La muerte baja en el ascensor convoca el desajuste social propio del policial de enigma (traer la tensión del crimen, de la “vecindad del mal”, al seno de la tranquilidad burguesa), hace flotar el fantasma de la leyenda nazi en Argentina, juega con romances, pasiones, delirios, y hasta sus últimas palabras cargadas de electricidad mantiene un secreto que vale toda su lectura, en la que no es difícil la perplejidad: la combinación de un existencialismo algo demodé con el inesperado humor de sus personajes, el tono zumbón que disuelve la oscuridad, hacen de la textura de la novela (que obtuvo el premio Emecé y fue publicada en el Séptimo círculo) una suerte de montaña rusa del estilo.

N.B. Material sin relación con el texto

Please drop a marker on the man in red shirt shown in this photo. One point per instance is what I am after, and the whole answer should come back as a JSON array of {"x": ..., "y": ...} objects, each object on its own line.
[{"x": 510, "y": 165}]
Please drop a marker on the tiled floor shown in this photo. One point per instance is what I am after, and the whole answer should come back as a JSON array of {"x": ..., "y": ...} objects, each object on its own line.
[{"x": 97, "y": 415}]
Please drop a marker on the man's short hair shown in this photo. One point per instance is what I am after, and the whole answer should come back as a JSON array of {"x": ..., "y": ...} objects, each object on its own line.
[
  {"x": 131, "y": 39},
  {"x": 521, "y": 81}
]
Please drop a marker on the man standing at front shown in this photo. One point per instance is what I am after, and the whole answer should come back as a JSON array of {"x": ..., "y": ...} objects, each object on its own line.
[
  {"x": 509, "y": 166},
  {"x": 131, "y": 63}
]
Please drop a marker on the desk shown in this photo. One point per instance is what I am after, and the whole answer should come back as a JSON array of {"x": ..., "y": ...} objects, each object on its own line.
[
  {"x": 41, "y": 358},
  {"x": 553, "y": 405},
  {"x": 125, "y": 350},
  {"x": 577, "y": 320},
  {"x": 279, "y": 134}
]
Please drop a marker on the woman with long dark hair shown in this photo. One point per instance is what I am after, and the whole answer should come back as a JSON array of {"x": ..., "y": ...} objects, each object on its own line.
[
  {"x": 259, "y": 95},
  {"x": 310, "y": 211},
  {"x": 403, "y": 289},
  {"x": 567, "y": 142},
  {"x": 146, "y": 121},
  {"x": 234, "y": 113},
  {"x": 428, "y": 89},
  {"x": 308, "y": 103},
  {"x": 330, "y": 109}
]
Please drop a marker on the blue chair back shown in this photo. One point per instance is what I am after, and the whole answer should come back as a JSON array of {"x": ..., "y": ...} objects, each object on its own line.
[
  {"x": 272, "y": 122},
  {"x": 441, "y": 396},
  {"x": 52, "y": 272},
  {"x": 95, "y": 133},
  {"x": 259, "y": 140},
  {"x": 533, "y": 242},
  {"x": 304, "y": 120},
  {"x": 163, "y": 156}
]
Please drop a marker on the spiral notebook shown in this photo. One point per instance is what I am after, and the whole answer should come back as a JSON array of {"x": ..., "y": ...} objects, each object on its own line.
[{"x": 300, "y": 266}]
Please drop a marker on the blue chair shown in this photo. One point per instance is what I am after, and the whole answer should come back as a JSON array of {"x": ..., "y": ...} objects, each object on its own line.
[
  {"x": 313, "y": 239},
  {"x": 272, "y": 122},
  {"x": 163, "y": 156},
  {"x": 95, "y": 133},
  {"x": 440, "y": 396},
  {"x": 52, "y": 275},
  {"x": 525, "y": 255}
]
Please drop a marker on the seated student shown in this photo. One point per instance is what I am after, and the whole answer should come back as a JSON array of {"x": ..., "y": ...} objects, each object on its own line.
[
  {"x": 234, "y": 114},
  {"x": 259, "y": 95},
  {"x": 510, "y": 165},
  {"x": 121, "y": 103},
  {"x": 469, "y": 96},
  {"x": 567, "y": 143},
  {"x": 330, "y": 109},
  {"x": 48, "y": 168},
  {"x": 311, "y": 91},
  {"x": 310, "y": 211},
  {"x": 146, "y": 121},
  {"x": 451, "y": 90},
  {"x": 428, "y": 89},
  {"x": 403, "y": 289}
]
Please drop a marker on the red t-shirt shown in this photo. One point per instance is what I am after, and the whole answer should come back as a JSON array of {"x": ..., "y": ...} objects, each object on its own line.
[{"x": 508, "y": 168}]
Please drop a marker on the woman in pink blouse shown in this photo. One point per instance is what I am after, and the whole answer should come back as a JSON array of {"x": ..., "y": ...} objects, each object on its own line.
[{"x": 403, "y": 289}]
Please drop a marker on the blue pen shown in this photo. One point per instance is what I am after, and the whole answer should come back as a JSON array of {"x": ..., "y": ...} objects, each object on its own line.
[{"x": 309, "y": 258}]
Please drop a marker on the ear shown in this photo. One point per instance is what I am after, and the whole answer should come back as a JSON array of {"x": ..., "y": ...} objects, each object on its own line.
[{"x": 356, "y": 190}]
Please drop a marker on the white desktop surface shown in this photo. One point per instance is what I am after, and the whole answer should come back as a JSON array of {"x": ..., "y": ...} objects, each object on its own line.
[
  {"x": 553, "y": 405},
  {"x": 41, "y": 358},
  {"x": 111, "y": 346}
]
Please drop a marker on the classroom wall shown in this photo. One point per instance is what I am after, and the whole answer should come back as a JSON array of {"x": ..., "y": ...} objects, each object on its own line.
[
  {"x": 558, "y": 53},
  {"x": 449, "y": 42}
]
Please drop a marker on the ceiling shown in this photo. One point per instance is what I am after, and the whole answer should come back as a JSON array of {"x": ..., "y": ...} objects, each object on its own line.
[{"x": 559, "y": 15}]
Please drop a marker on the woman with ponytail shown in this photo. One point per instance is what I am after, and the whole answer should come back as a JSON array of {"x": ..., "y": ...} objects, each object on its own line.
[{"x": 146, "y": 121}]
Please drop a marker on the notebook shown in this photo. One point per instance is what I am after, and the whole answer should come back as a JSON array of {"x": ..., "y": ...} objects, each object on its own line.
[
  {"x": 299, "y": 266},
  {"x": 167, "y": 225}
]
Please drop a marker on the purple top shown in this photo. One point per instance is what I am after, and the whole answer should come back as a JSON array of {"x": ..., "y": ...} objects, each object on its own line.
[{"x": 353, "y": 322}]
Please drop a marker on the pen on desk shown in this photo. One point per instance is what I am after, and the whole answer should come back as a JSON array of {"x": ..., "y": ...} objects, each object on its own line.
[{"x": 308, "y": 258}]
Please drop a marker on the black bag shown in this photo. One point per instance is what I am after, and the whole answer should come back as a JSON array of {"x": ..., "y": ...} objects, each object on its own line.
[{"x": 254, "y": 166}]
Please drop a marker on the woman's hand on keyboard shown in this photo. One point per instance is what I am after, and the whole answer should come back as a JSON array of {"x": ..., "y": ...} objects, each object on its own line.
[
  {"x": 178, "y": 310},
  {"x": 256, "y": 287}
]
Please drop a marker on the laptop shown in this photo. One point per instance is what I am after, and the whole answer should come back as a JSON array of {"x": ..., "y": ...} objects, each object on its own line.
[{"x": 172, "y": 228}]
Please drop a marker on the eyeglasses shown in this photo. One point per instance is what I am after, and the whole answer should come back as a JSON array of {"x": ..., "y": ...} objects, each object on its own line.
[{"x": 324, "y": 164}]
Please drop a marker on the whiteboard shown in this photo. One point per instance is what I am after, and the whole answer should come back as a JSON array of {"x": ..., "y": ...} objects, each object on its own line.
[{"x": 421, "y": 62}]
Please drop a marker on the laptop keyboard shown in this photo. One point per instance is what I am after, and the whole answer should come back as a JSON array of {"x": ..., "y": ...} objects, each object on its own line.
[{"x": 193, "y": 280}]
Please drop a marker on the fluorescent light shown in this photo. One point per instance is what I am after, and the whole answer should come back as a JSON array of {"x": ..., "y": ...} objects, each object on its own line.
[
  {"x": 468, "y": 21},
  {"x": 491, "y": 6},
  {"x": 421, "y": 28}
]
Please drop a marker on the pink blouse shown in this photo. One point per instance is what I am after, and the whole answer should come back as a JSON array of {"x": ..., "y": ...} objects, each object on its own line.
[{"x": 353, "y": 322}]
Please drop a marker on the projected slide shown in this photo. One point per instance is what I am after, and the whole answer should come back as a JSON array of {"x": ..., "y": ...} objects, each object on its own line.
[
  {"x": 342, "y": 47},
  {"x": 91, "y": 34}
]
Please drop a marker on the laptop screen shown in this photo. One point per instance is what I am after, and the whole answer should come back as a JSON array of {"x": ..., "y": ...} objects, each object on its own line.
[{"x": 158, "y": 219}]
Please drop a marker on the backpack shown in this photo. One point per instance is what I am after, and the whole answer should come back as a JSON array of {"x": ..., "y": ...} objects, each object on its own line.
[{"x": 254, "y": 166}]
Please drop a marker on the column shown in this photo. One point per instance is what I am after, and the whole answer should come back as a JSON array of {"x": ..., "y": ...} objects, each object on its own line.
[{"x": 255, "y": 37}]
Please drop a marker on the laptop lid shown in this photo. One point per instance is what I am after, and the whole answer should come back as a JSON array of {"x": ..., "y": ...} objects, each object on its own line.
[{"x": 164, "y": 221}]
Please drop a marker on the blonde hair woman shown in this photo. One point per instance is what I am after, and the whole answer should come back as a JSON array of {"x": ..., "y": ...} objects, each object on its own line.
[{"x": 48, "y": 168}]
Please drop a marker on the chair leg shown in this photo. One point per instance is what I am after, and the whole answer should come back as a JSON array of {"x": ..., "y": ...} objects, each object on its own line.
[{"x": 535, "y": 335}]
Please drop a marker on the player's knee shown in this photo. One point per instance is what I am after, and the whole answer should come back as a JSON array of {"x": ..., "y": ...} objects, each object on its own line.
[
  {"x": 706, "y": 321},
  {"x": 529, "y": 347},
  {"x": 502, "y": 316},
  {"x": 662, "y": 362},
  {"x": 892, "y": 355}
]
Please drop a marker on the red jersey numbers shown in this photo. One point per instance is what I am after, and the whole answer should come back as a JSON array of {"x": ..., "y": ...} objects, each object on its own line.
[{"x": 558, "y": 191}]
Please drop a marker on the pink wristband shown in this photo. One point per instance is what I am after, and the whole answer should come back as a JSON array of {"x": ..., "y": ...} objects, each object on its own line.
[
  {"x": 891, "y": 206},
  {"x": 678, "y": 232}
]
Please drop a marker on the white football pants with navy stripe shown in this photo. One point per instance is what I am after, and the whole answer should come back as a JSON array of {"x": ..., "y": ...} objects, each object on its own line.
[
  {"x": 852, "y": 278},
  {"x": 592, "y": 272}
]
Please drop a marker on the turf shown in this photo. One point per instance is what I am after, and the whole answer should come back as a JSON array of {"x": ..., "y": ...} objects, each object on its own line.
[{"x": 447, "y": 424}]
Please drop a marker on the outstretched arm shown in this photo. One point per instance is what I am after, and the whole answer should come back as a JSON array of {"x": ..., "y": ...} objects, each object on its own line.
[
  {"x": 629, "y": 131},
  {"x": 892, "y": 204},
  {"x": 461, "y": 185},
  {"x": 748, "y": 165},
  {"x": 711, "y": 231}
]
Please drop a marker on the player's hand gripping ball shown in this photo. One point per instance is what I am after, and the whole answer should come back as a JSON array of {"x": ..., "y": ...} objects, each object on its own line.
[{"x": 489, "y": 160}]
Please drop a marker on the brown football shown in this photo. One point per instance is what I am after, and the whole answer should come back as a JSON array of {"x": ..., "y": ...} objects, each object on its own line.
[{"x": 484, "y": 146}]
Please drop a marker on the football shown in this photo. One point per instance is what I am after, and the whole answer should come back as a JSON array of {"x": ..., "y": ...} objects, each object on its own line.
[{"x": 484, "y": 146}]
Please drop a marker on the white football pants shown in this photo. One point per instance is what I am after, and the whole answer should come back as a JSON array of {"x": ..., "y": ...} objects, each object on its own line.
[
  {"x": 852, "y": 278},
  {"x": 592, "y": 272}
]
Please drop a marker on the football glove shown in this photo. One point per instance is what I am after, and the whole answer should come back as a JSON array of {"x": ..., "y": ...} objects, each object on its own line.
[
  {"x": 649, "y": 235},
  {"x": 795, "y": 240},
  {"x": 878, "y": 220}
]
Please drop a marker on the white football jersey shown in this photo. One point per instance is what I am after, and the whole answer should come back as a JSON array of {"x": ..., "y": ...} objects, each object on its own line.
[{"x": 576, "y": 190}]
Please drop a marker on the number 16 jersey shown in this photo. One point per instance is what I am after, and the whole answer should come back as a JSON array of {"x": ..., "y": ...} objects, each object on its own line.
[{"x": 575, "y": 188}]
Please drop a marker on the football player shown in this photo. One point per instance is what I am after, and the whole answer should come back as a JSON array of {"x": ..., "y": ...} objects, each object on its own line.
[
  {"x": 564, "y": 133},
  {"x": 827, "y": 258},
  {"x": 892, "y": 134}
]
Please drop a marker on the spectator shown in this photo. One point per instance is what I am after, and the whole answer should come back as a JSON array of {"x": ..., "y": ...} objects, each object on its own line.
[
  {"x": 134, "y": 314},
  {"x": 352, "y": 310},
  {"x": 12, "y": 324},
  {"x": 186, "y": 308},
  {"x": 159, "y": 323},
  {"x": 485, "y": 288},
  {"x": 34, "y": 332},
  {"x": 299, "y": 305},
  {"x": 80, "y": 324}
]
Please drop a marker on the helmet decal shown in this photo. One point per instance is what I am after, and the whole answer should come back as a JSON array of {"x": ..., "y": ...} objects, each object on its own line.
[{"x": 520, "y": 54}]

Con Oldsmobile 1962 estamos, como queda dicho, en el extremo opuesto. Es difícil describir la prosa “feliz” de Ana Basualdo y uno cae en la tentación constante de citarla. Basualdo escribe con oído musical: si uno se abstrae del contenido, siente que los acentos caen en el lugar correcto, que la prosa no tiene una sílaba de más ni un sonido fuera de lugar. Un ejemplo tomado al más absoluto azar:
“En una hoja empastada— o quizás lamida por diez mil generaciones de insectos— mi bisabuelo había reproducido aquel pasaje en que Darwin cuenta cómo en el Montevideo de 1830 una mujer ingenua creyó que su brújula era un insólito objeto europeo capaz, quizás, de curarla. Yo tenía entonces diecisiete años y leí aquel pasaje con resentidos ojos rioplatenses; el resentimiento se agudizó cuando llegué a ese otro en el que cuenta que los viajeros ingleses compraban indios patagones con botones de nácar”.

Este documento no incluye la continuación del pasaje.